Knowledge is created from all our operations, including management and administrative process and functions and from our product development. If we get things right, two things will follow:    

  1. For US, we’ll improve the quality of decision-making by ensuring that reliable and secure knowledge, information and data are available. 
  2. For our CUSTOMERS, we’ll reduce the cost of the services we offer by reducing the need to rediscover knowledge that we have already. 

To meet these two objectives, technology plays a big role; we try to gather and store knowledge in a clear and consistent way and standardise our processes using technology.  

List 2: Our THREE Knowledge Management Principles 

  1. Knowledge is a corporate resource; it does not belong to an individual or management unit.  
  2. Knowledge should be owned by the person or people closest to it. They must take responsibility for keeping it accurate and communicate change when necessary.  
  3. To be productive, knowledge should be stored once and used many times. 

List 3: Our FOUR Knowledge groups 

We identify 4 knowledge groups to help us determine which knowledge management platform they should be contained within. These four groups are: 

  • Static: Corporate, contractual and policy documentation supporting long term objectives and sensitive HR documentation. This knowledge changes little over time. 
  • Reference: Necessary to guide operational delivery, process, security and compliance standards. Users of this knowledge should understand this content and review it regularly to ensure continuous improvement. This knowledge changes slowly but must be easily accessible. 
  • Dynamic: Regularly changed ‘live’ documentation which evolves as a part of ongoing development and projects. This includes: 
  1. Our strategic vision: Goals, objectives and KPI’s. 
  2. Product development: Roadmaps, the research and development of our software, design. 
  3. Project products – their scope, design and planning.  

This knowledge changes rapidly – in many cases, hourly. 

  • Conversational/Live: Day-day-day conversation required to support projects, operational delivery and problem resolution. This knowledge is intended for quick collaboration and sharing of ideas around a common goal or function and supports the generation of dynamic content.  

Our technology 

We’re Microsoft Silver Partners, so unsurprisingly, we have a focus on Microsoft products. But for much of what we do, we also use Atlassian products. We try very hard not to add tools to our toolkit – that is an overhead we try hard to avoid.  

In very broad terms, we use Microsoft products for Static and Conversational knowledge and Atlassian products for Reference and Dynamic knowledge. 

Tacit knowledge 

If you were to search the question “how to manage tacit knowledge’ you’d find many consultants with solutions for you. However, if it was possible to manage tacit knowledge easily, it wouldn’t be tacit, it would be implicit. So, if the knowledge is genuinely tacit, there’s a challenge. And all businesses have that challenge.    

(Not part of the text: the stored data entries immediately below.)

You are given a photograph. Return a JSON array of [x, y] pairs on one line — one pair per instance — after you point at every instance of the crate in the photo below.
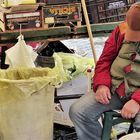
[[101, 11], [62, 14]]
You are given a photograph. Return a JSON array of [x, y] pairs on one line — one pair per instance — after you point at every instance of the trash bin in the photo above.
[[26, 104]]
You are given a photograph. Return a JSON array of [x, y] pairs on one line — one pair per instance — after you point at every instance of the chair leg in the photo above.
[[107, 126]]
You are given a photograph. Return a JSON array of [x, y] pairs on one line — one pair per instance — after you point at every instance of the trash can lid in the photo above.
[[133, 136]]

Looking in the mirror, my grey hair is testimony to the volume of tacit knowledge I possess. I wish it wasn’t so, but it is! And yes, the older the person is, the more tacit knowledge she / he owns. 

In my case, the tacit knowledge I have includes:  

  1. Knowing about data and how to use it.
  2. A ‘memory’ of who and what, which combine to form the history of our business.
    I know that the old university debate was entitled ‘history teaches us that history teaches us nothing’ but most people recognise that this is rubbish and that history teaches us … everything.
  3. A set of skills acquired over time that come into play when a business situation demands it.

We’ve not solved the tacit knowledge problem – it’s not easily solved. But we try, and it’s certainly a good first step to recognise its existence.